A number of malpractice cases will involve some form of financial compensation to help patients deal with losses that will not have occurred at the time of the payment, bringing into question the necessity of a lump sum payment. There are situations where people may need medical care that continues long after the lawsuit itself has been decided upon. This may be the case when people need additional physical therapy, nursing care, or surgery on various parts of the body in connection to the initial injury.
Choosing the Lump Sum
These costs may come to pass years after the original injury has occurred. Similarly, if someone becomes disabled due to an act of medical malpractice, he or she will have to live with that disability each day for the rest of his or her life. These factors must be considered when one wants to decide if future costs can be settled in the present through a lump sum payment, and the answer to this question as decided by various state courts is yes.
Present Value Technique
There must be certainty in the damages that occurred in order for them to be strong enough to be compensated in a court of law. This is also the case when future losses are called into play. There must be a reasonable degree of certainty that the losses will indeed occur. If such criteria have been established, then it may be possible for both future and present compensation to take place.
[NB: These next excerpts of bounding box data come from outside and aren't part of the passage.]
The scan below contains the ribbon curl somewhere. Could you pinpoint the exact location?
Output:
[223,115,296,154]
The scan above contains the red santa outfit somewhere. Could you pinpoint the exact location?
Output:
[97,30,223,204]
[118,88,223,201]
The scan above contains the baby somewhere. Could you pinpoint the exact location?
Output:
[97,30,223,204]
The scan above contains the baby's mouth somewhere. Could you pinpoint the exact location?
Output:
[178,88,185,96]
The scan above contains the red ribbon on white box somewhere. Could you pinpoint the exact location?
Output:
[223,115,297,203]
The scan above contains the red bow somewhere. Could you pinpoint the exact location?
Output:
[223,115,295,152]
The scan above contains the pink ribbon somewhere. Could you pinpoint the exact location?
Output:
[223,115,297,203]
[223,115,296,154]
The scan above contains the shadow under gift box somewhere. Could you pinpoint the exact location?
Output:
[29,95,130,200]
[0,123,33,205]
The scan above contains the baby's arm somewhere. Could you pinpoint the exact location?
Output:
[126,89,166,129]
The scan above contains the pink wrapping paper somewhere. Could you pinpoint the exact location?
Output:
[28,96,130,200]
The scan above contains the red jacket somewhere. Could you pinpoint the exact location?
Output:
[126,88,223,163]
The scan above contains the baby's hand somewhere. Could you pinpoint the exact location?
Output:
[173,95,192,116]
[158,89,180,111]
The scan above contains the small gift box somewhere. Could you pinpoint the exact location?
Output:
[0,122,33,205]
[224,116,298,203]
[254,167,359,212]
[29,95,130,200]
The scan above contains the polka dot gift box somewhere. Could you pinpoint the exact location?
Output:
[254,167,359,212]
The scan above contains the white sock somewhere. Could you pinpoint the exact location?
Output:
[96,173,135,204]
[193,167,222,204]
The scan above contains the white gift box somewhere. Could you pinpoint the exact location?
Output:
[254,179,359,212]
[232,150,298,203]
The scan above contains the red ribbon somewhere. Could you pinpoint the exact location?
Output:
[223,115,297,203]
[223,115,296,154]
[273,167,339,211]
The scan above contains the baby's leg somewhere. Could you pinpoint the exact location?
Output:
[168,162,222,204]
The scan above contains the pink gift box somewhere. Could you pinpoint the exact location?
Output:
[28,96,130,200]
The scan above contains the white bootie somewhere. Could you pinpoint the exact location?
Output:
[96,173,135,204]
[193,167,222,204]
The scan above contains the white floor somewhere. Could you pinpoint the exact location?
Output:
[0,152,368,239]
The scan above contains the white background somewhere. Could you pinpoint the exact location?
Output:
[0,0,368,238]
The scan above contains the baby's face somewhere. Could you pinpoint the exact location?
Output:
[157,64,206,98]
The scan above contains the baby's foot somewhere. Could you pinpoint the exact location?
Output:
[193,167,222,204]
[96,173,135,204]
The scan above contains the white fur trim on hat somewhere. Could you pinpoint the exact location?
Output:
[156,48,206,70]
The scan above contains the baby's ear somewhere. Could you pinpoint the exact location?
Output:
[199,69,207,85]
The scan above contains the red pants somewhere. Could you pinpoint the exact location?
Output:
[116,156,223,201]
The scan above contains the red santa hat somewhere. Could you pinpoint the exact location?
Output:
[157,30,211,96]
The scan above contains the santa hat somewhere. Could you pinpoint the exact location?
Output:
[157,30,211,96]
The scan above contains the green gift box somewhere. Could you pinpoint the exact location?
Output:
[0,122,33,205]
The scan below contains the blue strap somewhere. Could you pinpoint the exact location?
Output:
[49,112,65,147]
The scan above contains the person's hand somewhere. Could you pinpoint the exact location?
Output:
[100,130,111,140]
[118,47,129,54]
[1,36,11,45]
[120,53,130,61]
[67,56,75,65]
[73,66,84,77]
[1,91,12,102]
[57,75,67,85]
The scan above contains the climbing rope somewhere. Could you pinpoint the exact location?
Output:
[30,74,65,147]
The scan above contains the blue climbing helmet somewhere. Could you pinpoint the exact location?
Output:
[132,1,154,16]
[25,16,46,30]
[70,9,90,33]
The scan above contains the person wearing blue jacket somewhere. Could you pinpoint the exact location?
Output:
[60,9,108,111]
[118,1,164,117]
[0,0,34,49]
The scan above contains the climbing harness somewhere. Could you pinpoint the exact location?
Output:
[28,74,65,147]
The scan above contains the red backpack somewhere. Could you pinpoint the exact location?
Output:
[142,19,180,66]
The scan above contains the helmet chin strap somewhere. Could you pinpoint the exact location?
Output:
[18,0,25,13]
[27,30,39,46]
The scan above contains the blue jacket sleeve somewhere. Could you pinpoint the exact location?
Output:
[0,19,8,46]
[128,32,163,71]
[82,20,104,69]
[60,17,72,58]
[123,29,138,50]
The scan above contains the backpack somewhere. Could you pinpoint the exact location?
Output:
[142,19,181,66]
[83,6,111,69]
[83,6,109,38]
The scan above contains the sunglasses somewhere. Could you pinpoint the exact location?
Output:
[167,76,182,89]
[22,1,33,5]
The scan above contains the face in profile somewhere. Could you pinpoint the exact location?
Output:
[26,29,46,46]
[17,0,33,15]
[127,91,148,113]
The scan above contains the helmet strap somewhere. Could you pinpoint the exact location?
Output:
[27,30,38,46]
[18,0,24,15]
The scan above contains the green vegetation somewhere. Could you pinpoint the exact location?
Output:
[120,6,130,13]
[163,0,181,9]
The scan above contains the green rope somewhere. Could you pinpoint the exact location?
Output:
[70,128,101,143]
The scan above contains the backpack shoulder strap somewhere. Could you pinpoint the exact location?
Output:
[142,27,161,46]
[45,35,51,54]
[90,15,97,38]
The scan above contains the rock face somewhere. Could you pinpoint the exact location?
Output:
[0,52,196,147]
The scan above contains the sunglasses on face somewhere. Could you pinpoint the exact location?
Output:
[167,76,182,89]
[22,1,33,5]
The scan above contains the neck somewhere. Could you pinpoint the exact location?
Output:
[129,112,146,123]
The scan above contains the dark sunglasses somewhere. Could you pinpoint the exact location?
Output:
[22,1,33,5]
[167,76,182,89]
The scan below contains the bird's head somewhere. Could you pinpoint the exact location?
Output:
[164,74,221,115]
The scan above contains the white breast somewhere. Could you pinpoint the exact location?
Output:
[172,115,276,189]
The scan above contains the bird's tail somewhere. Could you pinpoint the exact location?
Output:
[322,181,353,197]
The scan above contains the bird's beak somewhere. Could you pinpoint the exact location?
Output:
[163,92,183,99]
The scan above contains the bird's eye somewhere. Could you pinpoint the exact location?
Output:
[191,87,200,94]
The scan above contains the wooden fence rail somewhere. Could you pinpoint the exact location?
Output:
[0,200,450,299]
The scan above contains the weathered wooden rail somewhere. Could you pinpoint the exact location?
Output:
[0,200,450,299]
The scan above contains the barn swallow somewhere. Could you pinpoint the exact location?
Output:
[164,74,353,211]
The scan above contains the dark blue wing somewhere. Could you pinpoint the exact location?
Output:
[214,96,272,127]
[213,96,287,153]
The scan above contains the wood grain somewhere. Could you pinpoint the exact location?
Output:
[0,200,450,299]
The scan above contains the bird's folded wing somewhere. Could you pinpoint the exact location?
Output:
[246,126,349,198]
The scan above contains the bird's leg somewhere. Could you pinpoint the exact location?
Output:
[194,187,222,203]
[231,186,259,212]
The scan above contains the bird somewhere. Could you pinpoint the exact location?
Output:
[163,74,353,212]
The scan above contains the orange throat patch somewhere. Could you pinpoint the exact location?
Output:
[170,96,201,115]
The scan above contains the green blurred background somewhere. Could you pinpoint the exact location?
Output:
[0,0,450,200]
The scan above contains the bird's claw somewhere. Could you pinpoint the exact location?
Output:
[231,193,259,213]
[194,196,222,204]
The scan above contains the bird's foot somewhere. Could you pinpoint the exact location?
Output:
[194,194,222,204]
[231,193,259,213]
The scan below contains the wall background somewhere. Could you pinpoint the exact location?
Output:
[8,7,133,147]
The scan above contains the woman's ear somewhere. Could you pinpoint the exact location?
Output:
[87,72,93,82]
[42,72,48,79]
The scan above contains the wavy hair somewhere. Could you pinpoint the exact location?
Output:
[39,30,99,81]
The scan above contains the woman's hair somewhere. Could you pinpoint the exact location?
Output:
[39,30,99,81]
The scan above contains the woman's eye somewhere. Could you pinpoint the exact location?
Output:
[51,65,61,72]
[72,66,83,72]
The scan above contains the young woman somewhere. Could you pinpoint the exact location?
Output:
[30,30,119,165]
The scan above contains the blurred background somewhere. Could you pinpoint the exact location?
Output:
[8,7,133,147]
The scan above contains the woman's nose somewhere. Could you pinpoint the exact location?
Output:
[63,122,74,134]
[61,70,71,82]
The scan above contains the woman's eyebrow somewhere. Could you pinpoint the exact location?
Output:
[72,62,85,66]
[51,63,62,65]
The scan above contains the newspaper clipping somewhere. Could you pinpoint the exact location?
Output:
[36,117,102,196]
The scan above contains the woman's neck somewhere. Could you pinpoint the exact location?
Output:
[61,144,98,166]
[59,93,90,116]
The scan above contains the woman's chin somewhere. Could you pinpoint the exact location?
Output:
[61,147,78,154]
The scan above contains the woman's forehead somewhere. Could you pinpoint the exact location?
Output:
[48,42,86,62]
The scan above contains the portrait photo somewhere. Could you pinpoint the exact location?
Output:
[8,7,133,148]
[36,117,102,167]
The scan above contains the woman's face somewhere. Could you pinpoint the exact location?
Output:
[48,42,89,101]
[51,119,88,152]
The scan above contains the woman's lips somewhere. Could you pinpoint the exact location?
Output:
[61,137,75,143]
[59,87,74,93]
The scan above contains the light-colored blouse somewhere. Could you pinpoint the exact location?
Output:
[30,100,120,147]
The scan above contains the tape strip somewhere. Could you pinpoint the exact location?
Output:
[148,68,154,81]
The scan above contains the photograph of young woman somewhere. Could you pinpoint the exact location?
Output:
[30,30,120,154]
In accounting, this is done via the technique of reduction to present value. In the case of future medical costs and lump sum future damage awards, amounts related to recovering prospective earning losses must be reduced to the present cash value for the probable period of disability.
In broader terms, “present cash value” is the amount of money which accompanied with investment return at the highest yield rate consistent with reasonable security, would offset the typical economic losses the plaintiff is expected to sustain in the future.